Restoring of miR-193a-5p Sensitizes Breast Cancer Cells to Paclitaxel through P53 Pathway

Monireh Khordadmehr 1,*, Roya Shahbazi 1, Behzad Baradaran 2,3,*, Sanam Sadreddini 2, Dariush Shanebandi 2, Khalil Hajiasgharzadeh 2
PMCID: PMC7539307  PMID: 33072537

Abstract

Purpose: Recent evidence presented the important role of microRNAs in health and disease particularly in human cancers. Among those, miR-193 family contributes as a tumor suppressor in different benign and malignant cancers like breast cancer (BC) via interaction with specific targets. On the other hand, it was stated that miR-193 is able to modulate some targets in chemoresistant cancer cells. Therefore, the aim of this study was to evaluate the potential function of miR-193a-5p and paclitaxel in the apoptosis induction by targeting P53 in BC cells.

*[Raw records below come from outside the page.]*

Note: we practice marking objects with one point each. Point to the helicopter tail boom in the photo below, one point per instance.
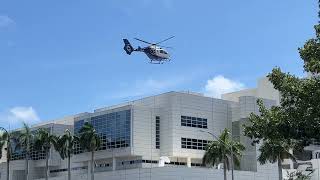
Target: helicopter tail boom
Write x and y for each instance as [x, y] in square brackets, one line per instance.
[127, 46]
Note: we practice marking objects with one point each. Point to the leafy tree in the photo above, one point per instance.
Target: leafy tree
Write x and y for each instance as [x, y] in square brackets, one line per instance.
[275, 151]
[219, 151]
[65, 147]
[5, 144]
[266, 128]
[25, 139]
[300, 97]
[90, 141]
[43, 142]
[298, 175]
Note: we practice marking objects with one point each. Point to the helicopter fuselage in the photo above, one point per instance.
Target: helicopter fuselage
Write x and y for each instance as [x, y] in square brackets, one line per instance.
[155, 52]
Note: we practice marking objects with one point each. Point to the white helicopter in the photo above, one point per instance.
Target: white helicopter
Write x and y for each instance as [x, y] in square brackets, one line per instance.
[156, 54]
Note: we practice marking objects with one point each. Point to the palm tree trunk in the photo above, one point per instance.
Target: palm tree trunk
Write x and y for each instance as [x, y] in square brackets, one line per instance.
[27, 168]
[92, 165]
[69, 167]
[280, 168]
[47, 165]
[224, 170]
[8, 166]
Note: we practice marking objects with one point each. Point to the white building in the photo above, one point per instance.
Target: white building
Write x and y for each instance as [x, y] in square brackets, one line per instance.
[137, 136]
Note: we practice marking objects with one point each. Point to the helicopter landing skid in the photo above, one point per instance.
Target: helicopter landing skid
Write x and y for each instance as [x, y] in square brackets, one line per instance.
[159, 62]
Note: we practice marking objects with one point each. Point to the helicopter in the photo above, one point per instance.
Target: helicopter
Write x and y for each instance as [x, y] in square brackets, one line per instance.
[154, 51]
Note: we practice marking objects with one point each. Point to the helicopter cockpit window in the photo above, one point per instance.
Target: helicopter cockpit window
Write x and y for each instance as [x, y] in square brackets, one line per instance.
[162, 51]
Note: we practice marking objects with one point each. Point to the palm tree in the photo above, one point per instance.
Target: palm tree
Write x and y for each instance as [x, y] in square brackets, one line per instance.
[275, 151]
[25, 138]
[64, 146]
[5, 143]
[43, 142]
[90, 141]
[219, 151]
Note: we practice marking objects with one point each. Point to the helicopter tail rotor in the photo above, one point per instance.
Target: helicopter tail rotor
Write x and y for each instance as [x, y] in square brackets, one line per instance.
[127, 46]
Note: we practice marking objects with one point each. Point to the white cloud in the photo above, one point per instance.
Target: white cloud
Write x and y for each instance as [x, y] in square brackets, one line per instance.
[6, 21]
[16, 115]
[219, 85]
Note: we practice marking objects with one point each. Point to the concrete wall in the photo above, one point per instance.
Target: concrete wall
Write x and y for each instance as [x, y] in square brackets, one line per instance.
[172, 174]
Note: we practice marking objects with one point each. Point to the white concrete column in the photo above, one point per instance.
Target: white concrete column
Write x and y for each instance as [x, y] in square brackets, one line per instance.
[114, 163]
[188, 161]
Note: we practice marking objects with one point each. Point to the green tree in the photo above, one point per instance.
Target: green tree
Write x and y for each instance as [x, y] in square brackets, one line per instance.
[300, 97]
[265, 128]
[65, 147]
[25, 140]
[275, 151]
[43, 141]
[5, 144]
[219, 151]
[90, 141]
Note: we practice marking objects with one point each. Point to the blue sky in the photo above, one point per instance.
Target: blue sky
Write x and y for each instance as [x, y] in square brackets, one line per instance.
[59, 58]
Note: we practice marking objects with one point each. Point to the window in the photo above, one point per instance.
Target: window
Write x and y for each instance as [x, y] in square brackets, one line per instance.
[198, 144]
[194, 122]
[157, 132]
[114, 129]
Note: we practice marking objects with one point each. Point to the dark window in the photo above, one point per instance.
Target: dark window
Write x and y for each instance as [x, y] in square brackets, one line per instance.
[194, 122]
[188, 143]
[114, 129]
[157, 132]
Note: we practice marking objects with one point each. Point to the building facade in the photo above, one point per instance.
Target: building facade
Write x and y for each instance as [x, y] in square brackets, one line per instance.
[153, 137]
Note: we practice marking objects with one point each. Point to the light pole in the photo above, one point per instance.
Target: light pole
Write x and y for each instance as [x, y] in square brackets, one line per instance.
[227, 146]
[8, 150]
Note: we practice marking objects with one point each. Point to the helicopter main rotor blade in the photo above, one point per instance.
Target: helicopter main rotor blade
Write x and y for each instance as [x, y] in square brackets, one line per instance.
[143, 41]
[167, 47]
[164, 40]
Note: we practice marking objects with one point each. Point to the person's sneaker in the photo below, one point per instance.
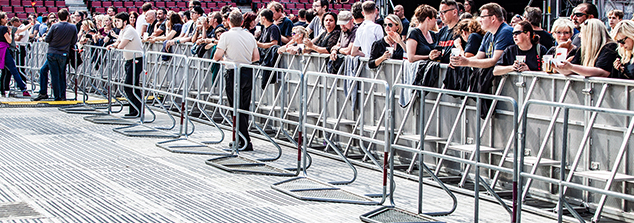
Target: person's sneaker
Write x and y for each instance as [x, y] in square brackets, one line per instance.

Methods: At first, miR-193a-5p mimics were transfected to MDA-MB-231 BC cell line which indicated the lower expression level of miR-193a-5p. Subsequently, the transfected cells were treated with paclitaxel. Then, cell viability, apoptosis, and migration were evaluated by MTT, flow cytometry and DAPI staining, and scratch-wound motility assays, respectively. Moreover, the expression levels of P53 was evaluated by qRT-PCR.

Results: The expression level of miR-193a-5p was restored in MDA-MB-231 cells which profoundly inhibited the proliferation (P<0.0001), induced apoptosis (P <0.0001) and harnessed migration (P <0.0001) in the BC cells and more effectiveness was observed in combination with paclitaxel. Interestingly, increased miR-193a-5p expression led to a reduction in P53 mRNA, offering that it can be a potential target of miR-193a.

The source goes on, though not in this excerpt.